Orin Kerr at the Volokh Conspiracy is disturbed by the rhetoric of the following statement by President Bush yesterday morning:
Those determined to find fault with this [immigration] bill will always be able to look at a narrow slice of it and find something they don't like. If you want to kill the bill, if you don't want to do what's right for America, you can pick one little aspect out of it, you can use it to frighten people.The complaint seems to be that the president is treating those who disagree with him on this bill don't want to do what's right for America. I think the complaint relies on an ambiguity in the expression. Absent any context, principles of charity, or assumptions about what someone might mean, you can take the expression in either of the following two ways:
A. This bill is right for America, and if you want to kill it then you don't want to do this thing that's right for America.
B. This bill is right for America, and anyone who wants to kill it must agree that it's right for America and therefore must have a desire to harm America or at least to resist anything that's right for America.
Now I acknowledge that someone could use the language the president used to mean the second thing. However, I find it extremely unlikely that that's what he meant. In context, he was discussing a particular bill and arguing that the bill itself is right for America. The very fact that he was arguing with those who disagree with him on the particular bill, and that he was making an appeal to doing it because it's right for America, means he does think those who disagree with him on the bill want to do what's right for America. So taking him as if he thinks the opposite is at odds with the context of his speech. He wasn't speaking to a closed-room, partisan audience in order to smear his political opponents. He was trying to persuade people who disagree with him.
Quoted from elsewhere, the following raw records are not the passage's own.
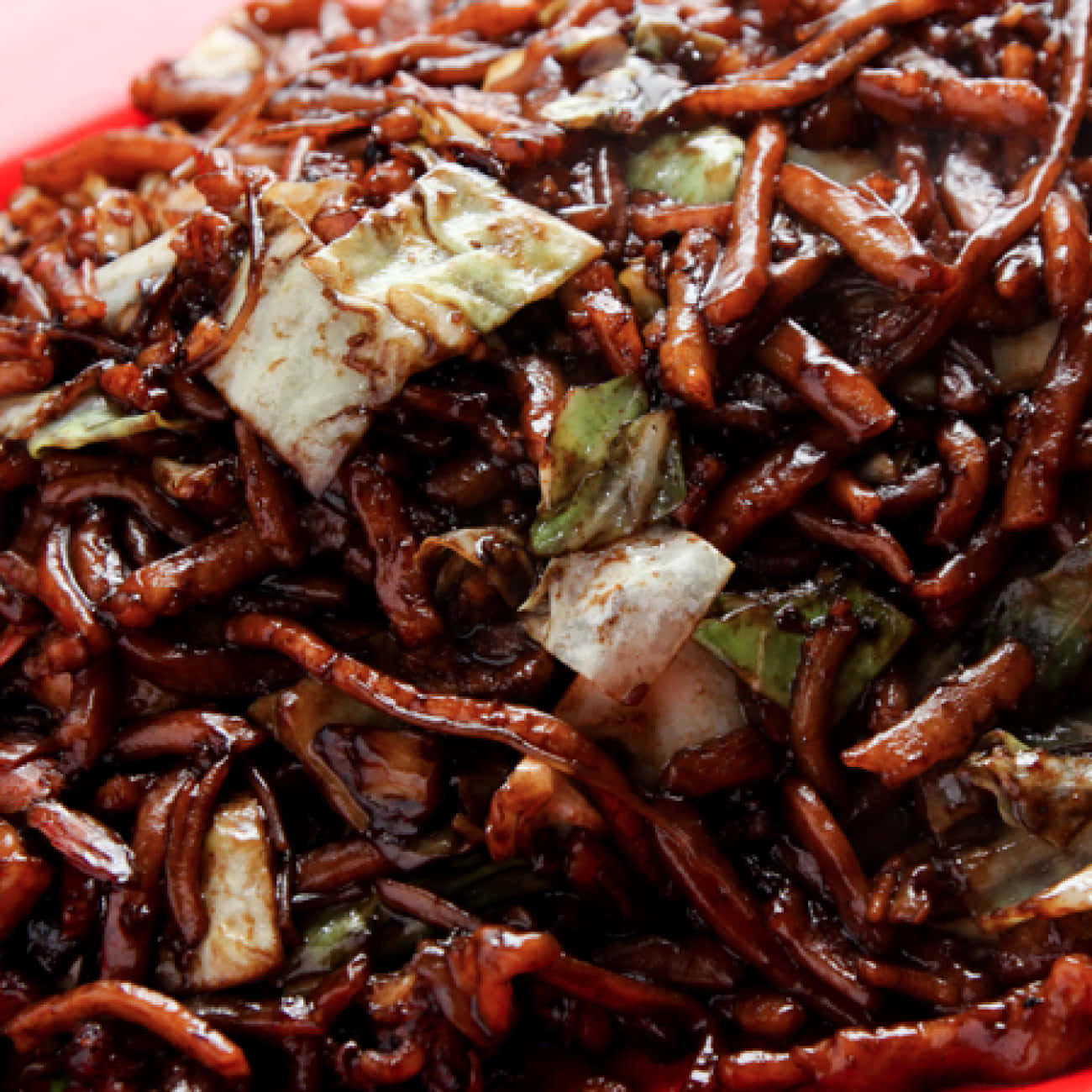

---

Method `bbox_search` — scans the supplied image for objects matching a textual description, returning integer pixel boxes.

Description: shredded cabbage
[520,525,735,702]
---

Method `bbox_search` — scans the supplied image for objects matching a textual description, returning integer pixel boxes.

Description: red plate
[0,0,1092,1092]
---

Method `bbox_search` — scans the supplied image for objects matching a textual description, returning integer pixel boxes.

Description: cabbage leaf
[520,525,734,703]
[530,375,685,557]
[984,535,1092,690]
[26,394,194,459]
[554,641,747,789]
[626,126,745,204]
[207,163,603,495]
[960,731,1092,847]
[695,580,914,717]
[186,795,284,990]
[539,55,687,134]
[95,228,179,333]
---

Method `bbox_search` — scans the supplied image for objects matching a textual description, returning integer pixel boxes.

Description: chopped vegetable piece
[695,581,914,718]
[531,375,685,557]
[626,126,745,204]
[958,732,1092,847]
[26,394,193,459]
[208,163,601,496]
[188,796,284,990]
[986,536,1092,690]
[520,527,735,703]
[539,55,685,134]
[554,641,746,786]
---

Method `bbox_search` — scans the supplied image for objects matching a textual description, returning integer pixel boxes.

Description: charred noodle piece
[23,129,200,197]
[69,505,124,604]
[674,28,891,119]
[659,725,776,796]
[1038,186,1092,319]
[653,801,864,1022]
[1001,302,1092,531]
[102,523,276,629]
[702,120,786,327]
[225,614,647,811]
[347,459,444,648]
[659,227,720,410]
[0,356,54,399]
[913,516,1013,608]
[764,881,881,1009]
[796,0,956,45]
[782,778,887,948]
[3,980,250,1081]
[295,837,391,891]
[892,132,940,236]
[928,419,990,546]
[633,200,735,243]
[790,502,914,585]
[751,319,895,444]
[166,757,232,948]
[235,421,307,569]
[717,956,1092,1092]
[558,259,644,375]
[789,598,858,801]
[41,470,204,546]
[869,0,1092,381]
[99,770,194,982]
[842,641,1035,789]
[39,523,112,653]
[698,423,852,556]
[778,163,948,292]
[118,633,299,698]
[110,709,266,762]
[855,68,1051,138]
[0,819,52,939]
[510,355,568,465]
[52,658,118,771]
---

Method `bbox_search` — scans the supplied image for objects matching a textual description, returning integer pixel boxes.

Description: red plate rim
[0,106,1092,1092]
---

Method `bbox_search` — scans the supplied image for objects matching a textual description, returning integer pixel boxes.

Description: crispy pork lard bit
[208,163,601,495]
[554,641,747,787]
[520,525,735,701]
[171,23,262,83]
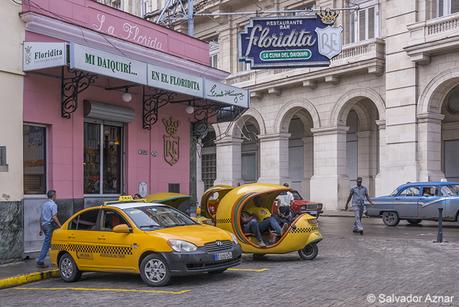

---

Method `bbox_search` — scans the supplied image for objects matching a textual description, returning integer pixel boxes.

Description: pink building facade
[21,0,248,254]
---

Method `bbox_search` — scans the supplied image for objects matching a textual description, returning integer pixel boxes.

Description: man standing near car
[344,177,373,235]
[37,190,61,268]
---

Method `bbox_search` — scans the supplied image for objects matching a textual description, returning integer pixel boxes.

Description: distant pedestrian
[276,183,295,207]
[37,190,61,268]
[344,177,373,235]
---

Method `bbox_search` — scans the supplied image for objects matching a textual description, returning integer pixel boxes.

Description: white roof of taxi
[107,202,164,210]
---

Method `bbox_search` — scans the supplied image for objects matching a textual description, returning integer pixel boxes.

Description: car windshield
[448,184,459,195]
[124,206,196,230]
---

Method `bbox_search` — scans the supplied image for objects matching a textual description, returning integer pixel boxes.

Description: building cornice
[21,12,229,80]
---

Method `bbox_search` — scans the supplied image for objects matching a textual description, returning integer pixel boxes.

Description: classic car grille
[204,240,233,253]
[186,256,241,271]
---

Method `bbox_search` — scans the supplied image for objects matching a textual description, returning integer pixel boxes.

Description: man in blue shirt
[344,177,373,235]
[37,190,61,268]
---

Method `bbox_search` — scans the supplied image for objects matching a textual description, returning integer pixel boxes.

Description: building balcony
[405,13,459,64]
[226,39,385,96]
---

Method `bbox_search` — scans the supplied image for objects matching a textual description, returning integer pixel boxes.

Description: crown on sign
[163,116,179,135]
[317,8,339,25]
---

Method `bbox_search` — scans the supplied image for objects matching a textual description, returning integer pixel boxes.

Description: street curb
[0,269,59,289]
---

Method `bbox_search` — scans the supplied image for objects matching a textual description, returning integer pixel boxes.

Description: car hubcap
[145,259,166,282]
[386,213,396,224]
[61,258,73,278]
[303,245,313,256]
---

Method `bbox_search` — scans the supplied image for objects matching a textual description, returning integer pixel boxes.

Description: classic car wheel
[298,243,319,260]
[382,211,400,226]
[59,253,81,282]
[140,254,171,287]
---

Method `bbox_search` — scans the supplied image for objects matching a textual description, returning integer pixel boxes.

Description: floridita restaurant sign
[239,10,343,68]
[23,42,67,71]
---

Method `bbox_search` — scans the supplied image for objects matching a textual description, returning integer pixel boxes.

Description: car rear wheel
[298,243,319,260]
[140,254,171,287]
[406,219,422,225]
[382,211,400,226]
[59,253,81,282]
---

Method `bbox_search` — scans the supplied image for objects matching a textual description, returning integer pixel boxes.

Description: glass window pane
[451,0,459,14]
[84,123,100,194]
[359,10,366,41]
[368,7,376,39]
[23,125,46,194]
[103,125,121,194]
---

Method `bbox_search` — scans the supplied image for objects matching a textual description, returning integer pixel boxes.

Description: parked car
[367,182,459,226]
[50,196,241,286]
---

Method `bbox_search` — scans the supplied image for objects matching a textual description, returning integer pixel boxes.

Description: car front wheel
[382,211,400,226]
[140,254,171,287]
[59,253,81,282]
[298,243,319,260]
[406,219,422,225]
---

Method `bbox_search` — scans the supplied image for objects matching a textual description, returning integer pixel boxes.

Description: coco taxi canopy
[23,42,250,109]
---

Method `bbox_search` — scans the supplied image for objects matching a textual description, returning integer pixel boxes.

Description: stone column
[215,136,242,186]
[258,133,290,184]
[375,120,387,196]
[417,113,445,181]
[311,126,349,210]
[380,0,419,194]
[301,136,314,199]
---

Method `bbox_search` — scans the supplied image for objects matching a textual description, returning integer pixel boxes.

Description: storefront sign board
[23,42,67,71]
[147,65,204,98]
[239,10,343,68]
[70,44,147,84]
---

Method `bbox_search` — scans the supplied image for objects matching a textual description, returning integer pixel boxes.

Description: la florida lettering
[84,53,137,76]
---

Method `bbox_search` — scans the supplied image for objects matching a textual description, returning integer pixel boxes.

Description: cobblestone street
[0,217,459,306]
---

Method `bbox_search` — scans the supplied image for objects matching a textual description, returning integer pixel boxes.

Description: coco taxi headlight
[167,240,198,253]
[230,232,239,245]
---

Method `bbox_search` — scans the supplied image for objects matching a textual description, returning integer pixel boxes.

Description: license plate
[214,252,233,261]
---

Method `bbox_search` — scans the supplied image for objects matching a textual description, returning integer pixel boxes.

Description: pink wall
[23,0,210,65]
[24,74,190,198]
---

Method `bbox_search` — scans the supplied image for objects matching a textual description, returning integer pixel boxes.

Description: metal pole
[435,208,443,243]
[188,0,194,36]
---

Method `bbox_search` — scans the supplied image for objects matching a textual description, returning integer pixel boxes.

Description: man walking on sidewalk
[344,177,373,235]
[37,190,61,268]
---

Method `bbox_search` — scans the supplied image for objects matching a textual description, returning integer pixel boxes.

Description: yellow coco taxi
[200,183,322,260]
[51,200,241,286]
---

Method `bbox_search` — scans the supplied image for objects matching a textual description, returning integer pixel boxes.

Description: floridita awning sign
[239,9,343,68]
[23,42,250,108]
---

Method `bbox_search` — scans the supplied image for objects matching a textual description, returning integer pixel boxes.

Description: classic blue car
[367,182,459,226]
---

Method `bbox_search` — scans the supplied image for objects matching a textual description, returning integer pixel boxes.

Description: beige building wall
[0,1,25,263]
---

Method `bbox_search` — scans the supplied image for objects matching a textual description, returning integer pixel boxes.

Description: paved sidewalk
[0,259,59,289]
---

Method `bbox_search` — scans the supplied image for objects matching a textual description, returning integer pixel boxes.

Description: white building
[102,0,459,210]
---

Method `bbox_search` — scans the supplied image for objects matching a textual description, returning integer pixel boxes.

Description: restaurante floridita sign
[239,10,343,68]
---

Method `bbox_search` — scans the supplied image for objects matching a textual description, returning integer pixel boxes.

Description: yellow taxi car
[50,200,241,286]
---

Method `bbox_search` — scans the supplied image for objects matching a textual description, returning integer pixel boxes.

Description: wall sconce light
[185,105,194,114]
[121,87,132,102]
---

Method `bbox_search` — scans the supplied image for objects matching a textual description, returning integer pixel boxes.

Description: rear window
[69,209,99,230]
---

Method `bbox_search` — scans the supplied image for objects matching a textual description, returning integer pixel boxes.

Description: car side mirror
[112,224,131,233]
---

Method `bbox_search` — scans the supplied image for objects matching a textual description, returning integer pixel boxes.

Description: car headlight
[167,240,198,253]
[230,232,239,244]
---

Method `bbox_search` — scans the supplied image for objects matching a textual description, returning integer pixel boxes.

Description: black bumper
[162,244,242,276]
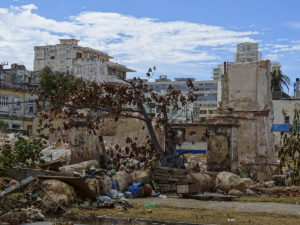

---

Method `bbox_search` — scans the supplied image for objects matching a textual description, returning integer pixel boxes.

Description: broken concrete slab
[182,192,238,201]
[113,171,133,192]
[38,176,96,199]
[0,176,35,197]
[42,179,76,210]
[216,172,246,192]
[59,160,99,173]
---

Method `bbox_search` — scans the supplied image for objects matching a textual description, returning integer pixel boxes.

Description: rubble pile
[104,141,145,173]
[0,134,300,224]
It therefore makes much more sense to interpret the president as fitting within his rhetorical situation rather than opposing it. It's always best to take someone in the most charitable way possible given all your information, and it's more charitable in terms of intellectual coherence to take him as saying A. It's also more charitable in moral terms, since it would be immoral to intend B by the sentence he uttered.
But there's no reason to think he did, and intending A is perfectly fine. So I'm at a loss to understand why there's supposed to be any problem with what he said (aside from whether it actually is best for America, but that's something he's in the process of trying to argue for, and mentioning that he thinks it's best for America is perfectly legitimate in that context).
Update: Even Peggy Noonan has joined the insanity. I'd never have predicted her to be the sort who would read this president's words in as uncharitable a light as possible. She sometimes disagrees with him, but she's not usually willing to engage in this kind of libel.